Because we associate baptism with the forgiveness of sins, the idea that the sinless Jesus would undergo baptism seems out of place. The evangelists must have thought the same; as a whole, they downplay the incident. But the baptism of Jesus had nothing to do" with forgiveness; it had everything to do with manifestation. It was a new beginning because it publicly revealed Jesus' identity, and that testimony came not from just any witness but from God.
Three incidents in the Bible are traditionally called the epiphany" events or the "manifestations" of Jesus, newly arrived on the biblical scene: the visit of the magi, the baptism, and the miracle at the wedding in Cana. Prior to 1969 we heard all three of these Scriptures in successive, weeks: Jan. 6, Jan. 13, and on the following Sunday. All three stories form a unit because they progressively reveal the identity, the authority and the power of Jesus.
In today's calendar the Sunday readings spread over a three-year cycle. On the Baptism of the Lord we hear a different evangelist's account each year. Only in year C does the following Sunday feature the Gospel of the wedding at Cana to unify the three celebrations.

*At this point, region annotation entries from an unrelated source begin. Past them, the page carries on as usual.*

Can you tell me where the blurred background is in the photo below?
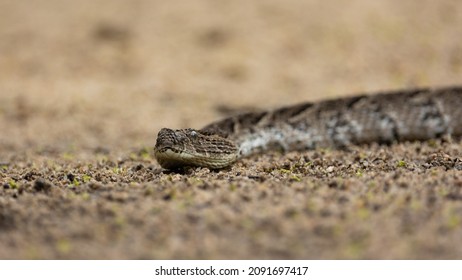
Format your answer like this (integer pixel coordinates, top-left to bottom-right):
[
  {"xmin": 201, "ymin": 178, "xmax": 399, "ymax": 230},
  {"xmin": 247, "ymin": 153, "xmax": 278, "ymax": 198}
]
[{"xmin": 0, "ymin": 0, "xmax": 462, "ymax": 155}]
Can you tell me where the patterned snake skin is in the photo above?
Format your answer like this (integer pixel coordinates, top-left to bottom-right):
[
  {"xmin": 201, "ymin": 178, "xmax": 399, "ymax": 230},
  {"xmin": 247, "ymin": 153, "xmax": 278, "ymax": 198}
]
[{"xmin": 154, "ymin": 87, "xmax": 462, "ymax": 169}]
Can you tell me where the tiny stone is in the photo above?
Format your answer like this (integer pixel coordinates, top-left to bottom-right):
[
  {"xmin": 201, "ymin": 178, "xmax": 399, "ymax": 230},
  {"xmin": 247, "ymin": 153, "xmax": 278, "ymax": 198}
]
[{"xmin": 34, "ymin": 178, "xmax": 52, "ymax": 192}]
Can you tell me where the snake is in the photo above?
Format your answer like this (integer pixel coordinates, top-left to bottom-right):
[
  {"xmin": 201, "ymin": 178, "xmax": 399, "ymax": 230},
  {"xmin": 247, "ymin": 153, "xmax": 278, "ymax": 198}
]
[{"xmin": 154, "ymin": 86, "xmax": 462, "ymax": 169}]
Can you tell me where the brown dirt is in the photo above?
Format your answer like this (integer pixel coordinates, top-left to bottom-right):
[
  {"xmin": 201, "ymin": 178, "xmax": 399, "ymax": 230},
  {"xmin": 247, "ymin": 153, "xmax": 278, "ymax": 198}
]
[{"xmin": 0, "ymin": 0, "xmax": 462, "ymax": 259}]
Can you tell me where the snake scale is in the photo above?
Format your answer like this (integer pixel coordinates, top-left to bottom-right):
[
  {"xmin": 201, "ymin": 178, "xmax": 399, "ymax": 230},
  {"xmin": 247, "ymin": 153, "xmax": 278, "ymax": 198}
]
[{"xmin": 154, "ymin": 86, "xmax": 462, "ymax": 169}]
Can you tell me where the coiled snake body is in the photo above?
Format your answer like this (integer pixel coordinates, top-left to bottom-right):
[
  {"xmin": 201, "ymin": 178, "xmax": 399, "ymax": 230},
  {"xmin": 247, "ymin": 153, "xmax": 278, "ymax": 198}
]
[{"xmin": 154, "ymin": 87, "xmax": 462, "ymax": 169}]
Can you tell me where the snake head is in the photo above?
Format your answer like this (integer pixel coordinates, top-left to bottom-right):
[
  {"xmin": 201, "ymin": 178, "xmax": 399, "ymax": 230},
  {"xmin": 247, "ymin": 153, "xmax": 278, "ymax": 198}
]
[{"xmin": 154, "ymin": 128, "xmax": 238, "ymax": 169}]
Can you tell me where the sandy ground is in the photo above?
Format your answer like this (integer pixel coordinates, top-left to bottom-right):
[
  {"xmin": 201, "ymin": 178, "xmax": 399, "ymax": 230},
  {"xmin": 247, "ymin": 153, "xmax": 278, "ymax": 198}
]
[{"xmin": 0, "ymin": 0, "xmax": 462, "ymax": 259}]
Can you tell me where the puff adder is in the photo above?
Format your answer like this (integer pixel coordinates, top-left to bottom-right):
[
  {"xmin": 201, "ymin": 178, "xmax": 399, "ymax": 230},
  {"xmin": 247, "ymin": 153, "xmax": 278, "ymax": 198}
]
[{"xmin": 154, "ymin": 86, "xmax": 462, "ymax": 169}]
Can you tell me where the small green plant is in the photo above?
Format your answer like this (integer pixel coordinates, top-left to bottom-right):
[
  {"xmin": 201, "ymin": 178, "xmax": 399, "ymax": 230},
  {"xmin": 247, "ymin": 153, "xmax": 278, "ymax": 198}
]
[{"xmin": 82, "ymin": 174, "xmax": 91, "ymax": 183}]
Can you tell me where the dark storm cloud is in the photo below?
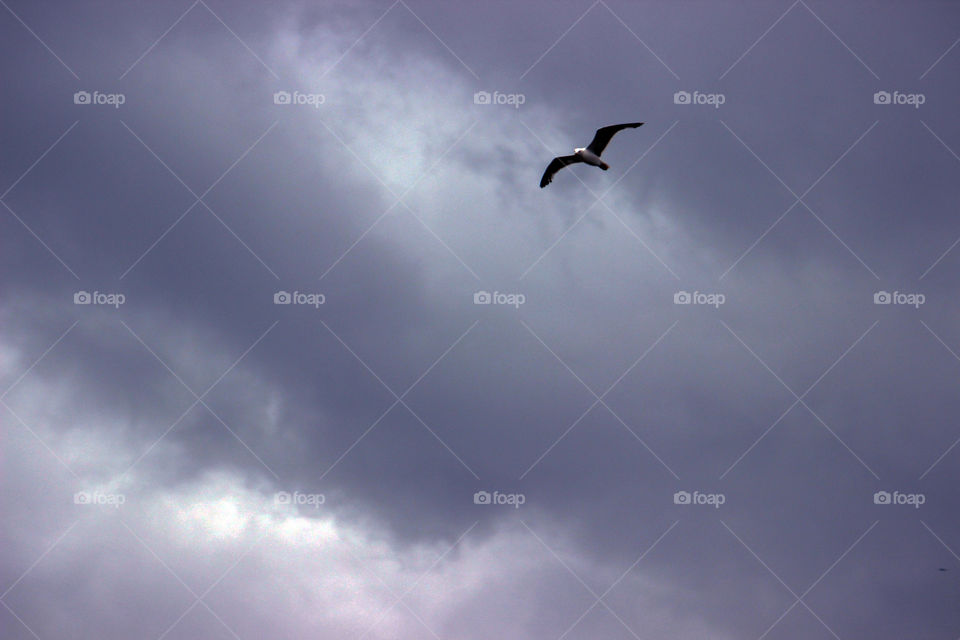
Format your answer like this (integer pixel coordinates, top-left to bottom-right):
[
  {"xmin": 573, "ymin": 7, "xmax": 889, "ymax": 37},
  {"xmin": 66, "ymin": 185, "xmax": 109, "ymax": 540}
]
[{"xmin": 0, "ymin": 2, "xmax": 960, "ymax": 637}]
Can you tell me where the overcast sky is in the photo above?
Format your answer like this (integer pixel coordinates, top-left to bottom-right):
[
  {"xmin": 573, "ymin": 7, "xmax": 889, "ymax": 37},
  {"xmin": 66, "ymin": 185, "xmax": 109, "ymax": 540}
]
[{"xmin": 0, "ymin": 0, "xmax": 960, "ymax": 640}]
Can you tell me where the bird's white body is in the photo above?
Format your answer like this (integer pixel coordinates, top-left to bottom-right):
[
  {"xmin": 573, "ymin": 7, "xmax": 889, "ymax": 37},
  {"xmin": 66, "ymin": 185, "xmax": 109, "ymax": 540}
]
[
  {"xmin": 573, "ymin": 149, "xmax": 610, "ymax": 171},
  {"xmin": 540, "ymin": 122, "xmax": 643, "ymax": 189}
]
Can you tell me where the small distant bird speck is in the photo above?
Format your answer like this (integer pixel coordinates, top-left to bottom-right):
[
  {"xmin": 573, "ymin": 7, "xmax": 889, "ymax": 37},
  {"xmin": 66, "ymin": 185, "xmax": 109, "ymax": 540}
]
[{"xmin": 540, "ymin": 122, "xmax": 643, "ymax": 189}]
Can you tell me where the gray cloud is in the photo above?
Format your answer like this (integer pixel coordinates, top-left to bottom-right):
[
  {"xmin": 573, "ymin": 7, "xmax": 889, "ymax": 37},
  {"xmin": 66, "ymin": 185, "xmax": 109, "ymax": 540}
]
[{"xmin": 0, "ymin": 3, "xmax": 960, "ymax": 638}]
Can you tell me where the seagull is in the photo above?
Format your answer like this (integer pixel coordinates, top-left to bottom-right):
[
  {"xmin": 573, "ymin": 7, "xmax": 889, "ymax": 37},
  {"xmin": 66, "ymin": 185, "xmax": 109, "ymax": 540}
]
[{"xmin": 540, "ymin": 122, "xmax": 643, "ymax": 189}]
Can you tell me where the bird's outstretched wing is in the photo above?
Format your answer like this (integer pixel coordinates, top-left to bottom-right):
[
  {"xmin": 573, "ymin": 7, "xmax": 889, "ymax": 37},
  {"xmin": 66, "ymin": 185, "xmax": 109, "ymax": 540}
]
[
  {"xmin": 587, "ymin": 122, "xmax": 643, "ymax": 156},
  {"xmin": 540, "ymin": 154, "xmax": 583, "ymax": 189}
]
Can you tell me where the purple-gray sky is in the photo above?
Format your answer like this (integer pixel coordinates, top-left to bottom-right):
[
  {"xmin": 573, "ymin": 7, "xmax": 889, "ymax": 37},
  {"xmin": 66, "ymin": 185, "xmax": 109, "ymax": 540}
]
[{"xmin": 0, "ymin": 0, "xmax": 960, "ymax": 640}]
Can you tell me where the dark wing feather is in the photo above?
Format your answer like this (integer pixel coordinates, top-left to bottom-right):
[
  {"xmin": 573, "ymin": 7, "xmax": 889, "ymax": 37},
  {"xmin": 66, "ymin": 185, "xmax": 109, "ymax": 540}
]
[
  {"xmin": 540, "ymin": 154, "xmax": 583, "ymax": 189},
  {"xmin": 587, "ymin": 122, "xmax": 643, "ymax": 156}
]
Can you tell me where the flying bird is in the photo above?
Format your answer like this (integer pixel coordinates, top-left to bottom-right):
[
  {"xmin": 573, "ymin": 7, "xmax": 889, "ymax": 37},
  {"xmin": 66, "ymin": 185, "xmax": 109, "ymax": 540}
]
[{"xmin": 540, "ymin": 122, "xmax": 643, "ymax": 189}]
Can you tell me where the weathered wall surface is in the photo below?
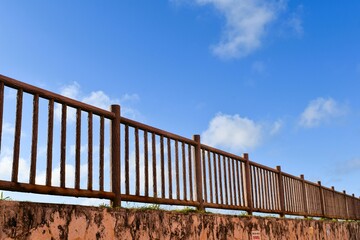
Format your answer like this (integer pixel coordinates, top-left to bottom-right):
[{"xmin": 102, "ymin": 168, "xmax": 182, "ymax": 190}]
[{"xmin": 0, "ymin": 201, "xmax": 360, "ymax": 240}]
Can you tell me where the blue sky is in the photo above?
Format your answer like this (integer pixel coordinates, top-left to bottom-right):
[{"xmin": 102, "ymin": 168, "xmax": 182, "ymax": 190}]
[{"xmin": 0, "ymin": 0, "xmax": 360, "ymax": 204}]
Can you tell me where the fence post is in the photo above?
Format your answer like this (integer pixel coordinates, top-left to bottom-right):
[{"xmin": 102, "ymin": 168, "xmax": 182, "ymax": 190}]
[
  {"xmin": 243, "ymin": 153, "xmax": 253, "ymax": 215},
  {"xmin": 193, "ymin": 135, "xmax": 205, "ymax": 211},
  {"xmin": 318, "ymin": 181, "xmax": 325, "ymax": 217},
  {"xmin": 276, "ymin": 166, "xmax": 285, "ymax": 217},
  {"xmin": 110, "ymin": 105, "xmax": 121, "ymax": 207},
  {"xmin": 300, "ymin": 174, "xmax": 308, "ymax": 218}
]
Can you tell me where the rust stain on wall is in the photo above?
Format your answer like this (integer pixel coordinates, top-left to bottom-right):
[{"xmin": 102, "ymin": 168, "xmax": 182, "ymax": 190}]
[{"xmin": 0, "ymin": 201, "xmax": 360, "ymax": 240}]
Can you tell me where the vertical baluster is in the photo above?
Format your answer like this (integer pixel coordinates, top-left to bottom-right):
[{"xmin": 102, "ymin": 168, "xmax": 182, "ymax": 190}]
[
  {"xmin": 231, "ymin": 159, "xmax": 238, "ymax": 205},
  {"xmin": 99, "ymin": 116, "xmax": 105, "ymax": 191},
  {"xmin": 88, "ymin": 112, "xmax": 93, "ymax": 190},
  {"xmin": 175, "ymin": 140, "xmax": 180, "ymax": 200},
  {"xmin": 151, "ymin": 133, "xmax": 158, "ymax": 198},
  {"xmin": 125, "ymin": 124, "xmax": 130, "ymax": 195},
  {"xmin": 204, "ymin": 151, "xmax": 214, "ymax": 203},
  {"xmin": 218, "ymin": 154, "xmax": 224, "ymax": 204},
  {"xmin": 134, "ymin": 128, "xmax": 140, "ymax": 196},
  {"xmin": 181, "ymin": 142, "xmax": 187, "ymax": 200},
  {"xmin": 75, "ymin": 108, "xmax": 81, "ymax": 189},
  {"xmin": 46, "ymin": 99, "xmax": 54, "ymax": 186},
  {"xmin": 11, "ymin": 89, "xmax": 23, "ymax": 182},
  {"xmin": 227, "ymin": 157, "xmax": 233, "ymax": 205},
  {"xmin": 201, "ymin": 149, "xmax": 208, "ymax": 202},
  {"xmin": 223, "ymin": 156, "xmax": 229, "ymax": 205},
  {"xmin": 160, "ymin": 135, "xmax": 165, "ymax": 198},
  {"xmin": 167, "ymin": 138, "xmax": 172, "ymax": 199},
  {"xmin": 188, "ymin": 144, "xmax": 194, "ymax": 201},
  {"xmin": 60, "ymin": 104, "xmax": 67, "ymax": 188},
  {"xmin": 213, "ymin": 152, "xmax": 219, "ymax": 204},
  {"xmin": 144, "ymin": 130, "xmax": 149, "ymax": 197},
  {"xmin": 235, "ymin": 159, "xmax": 243, "ymax": 206},
  {"xmin": 29, "ymin": 94, "xmax": 39, "ymax": 184},
  {"xmin": 0, "ymin": 82, "xmax": 4, "ymax": 151}
]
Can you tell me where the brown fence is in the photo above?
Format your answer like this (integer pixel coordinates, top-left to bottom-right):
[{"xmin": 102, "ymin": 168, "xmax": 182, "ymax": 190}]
[{"xmin": 0, "ymin": 75, "xmax": 360, "ymax": 220}]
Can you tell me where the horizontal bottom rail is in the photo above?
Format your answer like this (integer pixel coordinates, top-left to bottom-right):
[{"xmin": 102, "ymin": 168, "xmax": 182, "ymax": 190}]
[
  {"xmin": 0, "ymin": 180, "xmax": 115, "ymax": 199},
  {"xmin": 121, "ymin": 194, "xmax": 200, "ymax": 207}
]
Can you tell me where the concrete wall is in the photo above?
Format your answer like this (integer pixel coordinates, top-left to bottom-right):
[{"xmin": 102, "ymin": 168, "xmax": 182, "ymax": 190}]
[{"xmin": 0, "ymin": 201, "xmax": 360, "ymax": 240}]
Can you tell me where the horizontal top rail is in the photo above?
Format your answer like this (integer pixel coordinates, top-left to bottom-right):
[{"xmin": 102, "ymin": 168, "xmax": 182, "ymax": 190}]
[
  {"xmin": 249, "ymin": 161, "xmax": 283, "ymax": 173},
  {"xmin": 201, "ymin": 144, "xmax": 246, "ymax": 162},
  {"xmin": 121, "ymin": 117, "xmax": 197, "ymax": 145},
  {"xmin": 0, "ymin": 74, "xmax": 115, "ymax": 119}
]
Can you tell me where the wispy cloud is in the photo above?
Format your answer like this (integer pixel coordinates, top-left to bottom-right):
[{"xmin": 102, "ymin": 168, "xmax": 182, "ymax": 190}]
[
  {"xmin": 336, "ymin": 158, "xmax": 360, "ymax": 175},
  {"xmin": 299, "ymin": 97, "xmax": 346, "ymax": 128},
  {"xmin": 55, "ymin": 82, "xmax": 141, "ymax": 122},
  {"xmin": 183, "ymin": 0, "xmax": 285, "ymax": 59},
  {"xmin": 285, "ymin": 5, "xmax": 304, "ymax": 37},
  {"xmin": 201, "ymin": 113, "xmax": 283, "ymax": 153}
]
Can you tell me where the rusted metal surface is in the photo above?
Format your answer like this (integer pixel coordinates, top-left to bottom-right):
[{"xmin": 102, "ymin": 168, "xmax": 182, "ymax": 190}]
[{"xmin": 0, "ymin": 75, "xmax": 360, "ymax": 220}]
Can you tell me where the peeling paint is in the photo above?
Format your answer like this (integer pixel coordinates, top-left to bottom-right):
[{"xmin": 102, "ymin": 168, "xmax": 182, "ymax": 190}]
[{"xmin": 0, "ymin": 201, "xmax": 360, "ymax": 240}]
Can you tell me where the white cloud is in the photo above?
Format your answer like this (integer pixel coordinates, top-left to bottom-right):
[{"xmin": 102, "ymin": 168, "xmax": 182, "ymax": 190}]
[
  {"xmin": 60, "ymin": 82, "xmax": 80, "ymax": 98},
  {"xmin": 54, "ymin": 82, "xmax": 141, "ymax": 122},
  {"xmin": 270, "ymin": 120, "xmax": 283, "ymax": 135},
  {"xmin": 299, "ymin": 97, "xmax": 346, "ymax": 128},
  {"xmin": 0, "ymin": 147, "xmax": 30, "ymax": 182},
  {"xmin": 202, "ymin": 113, "xmax": 263, "ymax": 152},
  {"xmin": 194, "ymin": 0, "xmax": 284, "ymax": 58},
  {"xmin": 336, "ymin": 158, "xmax": 360, "ymax": 175},
  {"xmin": 286, "ymin": 5, "xmax": 304, "ymax": 37}
]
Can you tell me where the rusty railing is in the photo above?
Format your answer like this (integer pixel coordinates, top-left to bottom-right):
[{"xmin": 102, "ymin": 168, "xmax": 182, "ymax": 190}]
[{"xmin": 0, "ymin": 75, "xmax": 360, "ymax": 220}]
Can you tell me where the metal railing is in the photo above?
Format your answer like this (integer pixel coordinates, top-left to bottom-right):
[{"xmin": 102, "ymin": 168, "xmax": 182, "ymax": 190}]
[{"xmin": 0, "ymin": 75, "xmax": 360, "ymax": 220}]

In the United States we celebrate Epiphany on a Sunday. But in countries where the Epiphany is a holy day of obligation, it is celebrated on Jan. 6. In the United States, the Baptism of the Lord is usually the Sunday after the Epiphany, but if Epiphany comes late, falling on Jan. 6 or 7, the Baptism of the Lord falls goes to the next day, Jan. 7 or 8, a Monday, in order to make room for the weeks of ordinary time.